I also "chatted" with the girl I've only met once a year ago but none-the-less am spending multiple hundreds of dollars to fly to my sister's wedding in August in St. Louis. She has to be out of her mind too, this smart and lovely girl. Top 5 reasons she must be crazy:
1. Any rational person can plainly see that I must be crazy for buying her that ticket, so she is crazy by association.
2. She knows about my dad, and how I'm walking my sister down the aisle... talk about an intense first date. For crying out loud.
3. She's very tall. (And y'all KNOW how I feelz about tall bitches.)
4. Her name is Angela, and she was born at the peak of the Who's the Boss madness that swept the western hemisphere during the 80s. The only reason a father would do this is to be able to refer to his own child as 'Angeler,' like Tony did in the show. And, ahem, I think I've proven my point and I don't even need a 5.

*Evening*
I was caught eating cookie dough ice cream straight from the bin. And then I was ashamed.

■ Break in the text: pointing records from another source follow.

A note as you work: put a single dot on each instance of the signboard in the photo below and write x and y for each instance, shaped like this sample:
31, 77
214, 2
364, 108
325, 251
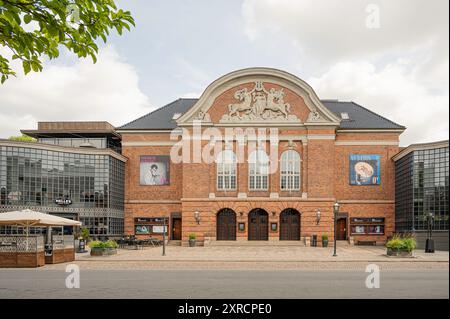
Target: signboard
142, 229
154, 170
63, 201
159, 229
364, 169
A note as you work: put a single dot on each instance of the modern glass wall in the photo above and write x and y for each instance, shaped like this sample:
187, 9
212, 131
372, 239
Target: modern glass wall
88, 185
422, 186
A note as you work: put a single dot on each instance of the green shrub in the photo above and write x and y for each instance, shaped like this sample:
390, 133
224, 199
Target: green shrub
404, 243
85, 234
103, 244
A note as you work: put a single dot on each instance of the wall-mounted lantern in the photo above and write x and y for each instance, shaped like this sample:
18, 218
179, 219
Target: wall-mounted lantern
197, 217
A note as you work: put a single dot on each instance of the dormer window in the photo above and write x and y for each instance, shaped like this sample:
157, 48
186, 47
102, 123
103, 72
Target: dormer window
176, 116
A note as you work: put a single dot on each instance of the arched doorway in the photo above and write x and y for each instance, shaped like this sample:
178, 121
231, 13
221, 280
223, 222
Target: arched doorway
226, 224
290, 224
258, 224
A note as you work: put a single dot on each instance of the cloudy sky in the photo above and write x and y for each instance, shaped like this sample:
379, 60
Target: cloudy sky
388, 55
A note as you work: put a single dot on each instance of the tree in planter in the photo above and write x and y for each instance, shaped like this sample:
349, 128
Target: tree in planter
85, 234
192, 239
325, 240
73, 24
401, 245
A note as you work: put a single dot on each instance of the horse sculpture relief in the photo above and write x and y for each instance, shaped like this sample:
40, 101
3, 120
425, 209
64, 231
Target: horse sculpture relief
259, 104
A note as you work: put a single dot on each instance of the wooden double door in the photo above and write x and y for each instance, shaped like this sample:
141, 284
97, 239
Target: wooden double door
258, 225
290, 225
226, 225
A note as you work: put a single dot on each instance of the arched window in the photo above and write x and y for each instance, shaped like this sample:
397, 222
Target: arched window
226, 170
258, 170
290, 171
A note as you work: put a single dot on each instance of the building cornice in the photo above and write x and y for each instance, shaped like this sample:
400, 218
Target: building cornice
57, 148
420, 147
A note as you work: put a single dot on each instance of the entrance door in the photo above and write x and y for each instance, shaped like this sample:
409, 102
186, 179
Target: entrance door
226, 225
290, 225
341, 229
258, 225
176, 228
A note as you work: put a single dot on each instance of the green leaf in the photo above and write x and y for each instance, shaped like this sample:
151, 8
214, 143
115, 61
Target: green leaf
27, 18
26, 66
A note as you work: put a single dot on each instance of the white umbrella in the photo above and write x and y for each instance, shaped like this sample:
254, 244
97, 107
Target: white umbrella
28, 217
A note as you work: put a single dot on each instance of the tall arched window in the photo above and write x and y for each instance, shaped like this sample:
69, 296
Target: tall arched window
226, 170
258, 170
290, 171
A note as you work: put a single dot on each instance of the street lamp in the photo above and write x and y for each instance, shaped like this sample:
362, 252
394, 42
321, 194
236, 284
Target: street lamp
197, 217
429, 245
336, 210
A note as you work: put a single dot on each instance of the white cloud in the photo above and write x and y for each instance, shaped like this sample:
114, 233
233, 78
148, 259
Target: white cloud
82, 91
399, 70
336, 30
394, 92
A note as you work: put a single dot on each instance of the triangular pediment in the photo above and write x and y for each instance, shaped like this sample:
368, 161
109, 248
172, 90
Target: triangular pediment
259, 96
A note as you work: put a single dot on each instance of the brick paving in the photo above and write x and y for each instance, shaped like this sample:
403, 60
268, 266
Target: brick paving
258, 258
264, 254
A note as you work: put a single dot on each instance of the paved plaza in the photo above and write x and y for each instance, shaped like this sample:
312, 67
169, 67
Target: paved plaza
265, 254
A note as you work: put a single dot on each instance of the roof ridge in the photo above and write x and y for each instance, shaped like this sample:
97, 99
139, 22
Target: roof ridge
376, 114
152, 112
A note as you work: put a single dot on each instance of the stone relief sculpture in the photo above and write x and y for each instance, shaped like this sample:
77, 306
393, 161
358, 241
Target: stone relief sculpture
202, 116
259, 104
314, 116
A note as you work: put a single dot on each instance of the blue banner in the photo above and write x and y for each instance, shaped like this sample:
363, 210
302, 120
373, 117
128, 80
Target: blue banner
364, 169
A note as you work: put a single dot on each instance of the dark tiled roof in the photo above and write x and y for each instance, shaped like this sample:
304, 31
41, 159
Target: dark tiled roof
160, 119
360, 117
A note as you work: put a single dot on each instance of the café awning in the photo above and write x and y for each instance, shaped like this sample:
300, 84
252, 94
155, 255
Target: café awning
28, 217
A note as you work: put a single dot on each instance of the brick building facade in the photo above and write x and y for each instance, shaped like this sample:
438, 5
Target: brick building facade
281, 186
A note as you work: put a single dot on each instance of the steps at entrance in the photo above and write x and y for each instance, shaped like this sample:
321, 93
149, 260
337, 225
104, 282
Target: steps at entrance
222, 243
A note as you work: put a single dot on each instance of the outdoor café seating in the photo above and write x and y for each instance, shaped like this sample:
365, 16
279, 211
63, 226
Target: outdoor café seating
131, 242
25, 250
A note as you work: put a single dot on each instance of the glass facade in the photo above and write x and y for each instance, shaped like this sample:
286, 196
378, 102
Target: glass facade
421, 187
88, 186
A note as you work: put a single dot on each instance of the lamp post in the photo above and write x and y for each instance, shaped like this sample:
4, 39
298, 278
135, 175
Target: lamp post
429, 245
164, 236
336, 210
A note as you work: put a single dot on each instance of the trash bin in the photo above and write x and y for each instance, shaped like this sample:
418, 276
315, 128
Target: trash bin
314, 241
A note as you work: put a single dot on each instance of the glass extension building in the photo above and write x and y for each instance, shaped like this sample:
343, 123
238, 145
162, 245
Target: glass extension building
422, 187
83, 181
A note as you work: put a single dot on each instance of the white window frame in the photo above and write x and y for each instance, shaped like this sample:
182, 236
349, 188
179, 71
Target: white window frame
226, 169
258, 161
290, 169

I also emailed the nudist goat farmer who I'm staying with next week. God bless us nudist goat farmers, one and all.

And now I'm supposed to be writing about the organic farming movement in Ireland. Hence, this: stalling. I will leave you with what might be the first paragraph:
If the organic movement is to succeed in Ireland, it will need the help of naked goat milkers, modern day white slaves, mono-syllabic Ukrainian men who treat their young French co-workers like beaten-down wives, babies that don't cry and rotten little farm girls, a butterfly genocide, silk suit wearing lobbyists, sell-out vegetarians, brothers and sisters saying Rosaries as they're huddled in the corner of their thatched houses during storms, pig races, synthetic ewe vaginae, and, most importantly, the kind of widespread fear and panic not seen in this country since the Great Potato Famine of 1845.